Mental Health Act interface
The commission, potentially controversially, proposes a new type of admission under the MHA 1983. It would allow the admission of compliant, non-objecting patients, who will be deprived of their liberty (paras 10.22, 10.27) but will be entitled to a lower level of safeguards. These will consist of: the right to an independent mental health advocate; a power to provide treatment with the agreement of an attorney, deputy or the Court of Protection; a prohibition on treatment contrary to a valid advance decision; a requirement for a second opinion for certain forms of treatment; the right to seek a review of the treatment plan; and access to the mental health tribunal (para 10.22). Incapacitated noncompliant patients would continue to be treated under the MHA 1983.
Comment: It is disappointing to see that one of the arguments against extending the new scheme into the MHA 1983 is the perceived ‘stigma’ of use of the act (para 10.16). Constant repetition that the MHA 1983 is somehow stigmatising is an effective way of maintaining it. The concept of the ‘MHA-lite’ admission process may increase the number of people with learning disabilities who are detained in hospital. A further concern is the potential reduction in safeguards for the most vulnerable individuals who cannot articulate objections.
•A separate scheme for protective care in hospitals and palliative care settings, allowing deprivation of liberty for up to 28 days based on the report of a registered medical practitioner (paras 8.9, 8.32).
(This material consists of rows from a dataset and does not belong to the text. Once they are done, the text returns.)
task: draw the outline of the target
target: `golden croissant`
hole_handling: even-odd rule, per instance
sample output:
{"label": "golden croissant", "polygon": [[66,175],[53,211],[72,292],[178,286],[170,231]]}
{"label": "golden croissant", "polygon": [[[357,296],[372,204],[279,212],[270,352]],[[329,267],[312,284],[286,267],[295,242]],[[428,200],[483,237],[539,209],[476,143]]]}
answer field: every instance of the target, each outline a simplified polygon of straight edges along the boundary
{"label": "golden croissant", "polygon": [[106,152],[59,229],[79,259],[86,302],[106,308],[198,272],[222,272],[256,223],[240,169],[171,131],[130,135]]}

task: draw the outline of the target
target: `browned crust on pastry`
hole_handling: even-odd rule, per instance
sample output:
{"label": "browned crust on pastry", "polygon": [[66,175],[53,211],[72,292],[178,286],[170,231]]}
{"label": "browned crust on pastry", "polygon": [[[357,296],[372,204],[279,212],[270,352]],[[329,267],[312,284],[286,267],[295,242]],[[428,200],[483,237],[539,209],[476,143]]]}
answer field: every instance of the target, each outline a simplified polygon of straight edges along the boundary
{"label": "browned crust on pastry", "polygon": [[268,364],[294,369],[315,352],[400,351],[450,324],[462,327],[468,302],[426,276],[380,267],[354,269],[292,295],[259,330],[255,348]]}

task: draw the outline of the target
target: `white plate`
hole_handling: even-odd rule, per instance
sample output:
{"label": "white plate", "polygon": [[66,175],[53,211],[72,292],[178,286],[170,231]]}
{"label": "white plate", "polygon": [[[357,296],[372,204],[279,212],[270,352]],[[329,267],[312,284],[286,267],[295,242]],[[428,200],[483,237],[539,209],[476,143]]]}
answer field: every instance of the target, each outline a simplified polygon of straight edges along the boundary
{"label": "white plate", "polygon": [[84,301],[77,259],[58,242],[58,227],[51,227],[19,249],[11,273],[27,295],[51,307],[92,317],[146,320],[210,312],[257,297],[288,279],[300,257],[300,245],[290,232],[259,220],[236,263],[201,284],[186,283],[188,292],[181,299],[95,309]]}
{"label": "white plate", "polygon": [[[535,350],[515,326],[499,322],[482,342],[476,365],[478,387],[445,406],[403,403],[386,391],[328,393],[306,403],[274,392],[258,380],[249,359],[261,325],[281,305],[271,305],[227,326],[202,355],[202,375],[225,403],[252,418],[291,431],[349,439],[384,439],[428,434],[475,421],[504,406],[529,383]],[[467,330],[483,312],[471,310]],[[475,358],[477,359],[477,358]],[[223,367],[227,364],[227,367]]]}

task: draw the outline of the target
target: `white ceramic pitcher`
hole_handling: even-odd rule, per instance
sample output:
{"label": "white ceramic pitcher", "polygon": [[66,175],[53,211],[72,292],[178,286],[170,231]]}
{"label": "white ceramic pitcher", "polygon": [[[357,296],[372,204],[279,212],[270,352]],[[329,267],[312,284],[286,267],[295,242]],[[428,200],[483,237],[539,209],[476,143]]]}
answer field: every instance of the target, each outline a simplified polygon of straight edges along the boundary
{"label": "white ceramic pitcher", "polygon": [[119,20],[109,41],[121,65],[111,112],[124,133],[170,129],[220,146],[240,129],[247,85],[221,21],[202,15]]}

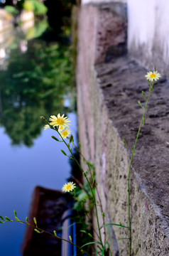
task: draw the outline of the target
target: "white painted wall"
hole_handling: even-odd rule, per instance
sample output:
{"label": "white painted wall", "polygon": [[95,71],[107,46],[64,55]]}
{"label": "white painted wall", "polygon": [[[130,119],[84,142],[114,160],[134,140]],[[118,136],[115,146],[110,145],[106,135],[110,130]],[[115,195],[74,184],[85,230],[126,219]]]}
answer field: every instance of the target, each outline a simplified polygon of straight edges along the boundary
{"label": "white painted wall", "polygon": [[129,50],[142,48],[147,63],[148,58],[155,62],[156,58],[169,65],[169,1],[127,0],[127,4]]}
•Potential amendments to the MCA 2005, with wide-ranging implications. Chapter 12 proposes a formal ‘supported decision-making process’ to reduce the gap between the ‘best interests’ approach of the MCA 2005 and the requirements of the UN Convention on the Rights of Persons with Disabilities, particularly article 12, which entitles disabled people to legal capacity on an equal basis with others. It considers how such procedures work in other jurisdictions and the interplay with the remainder of the MCA 2005.
•The new scheme to be regulated by the Care Quality Commission in England, and the Care and Social Service Inspectorate Wales and the Healthcare Inspectorate Wales as appropriate (para 14.21).
•Extension of the protective care scheme to 16- and 17-year olds who lack capacity (para 15.11).
The consultation paper contains a magisterial overview of the law as it affects those lacking capacity to make important decisions and represents a careful attempt to solve a conundrum dating back to the Bournewood litigation.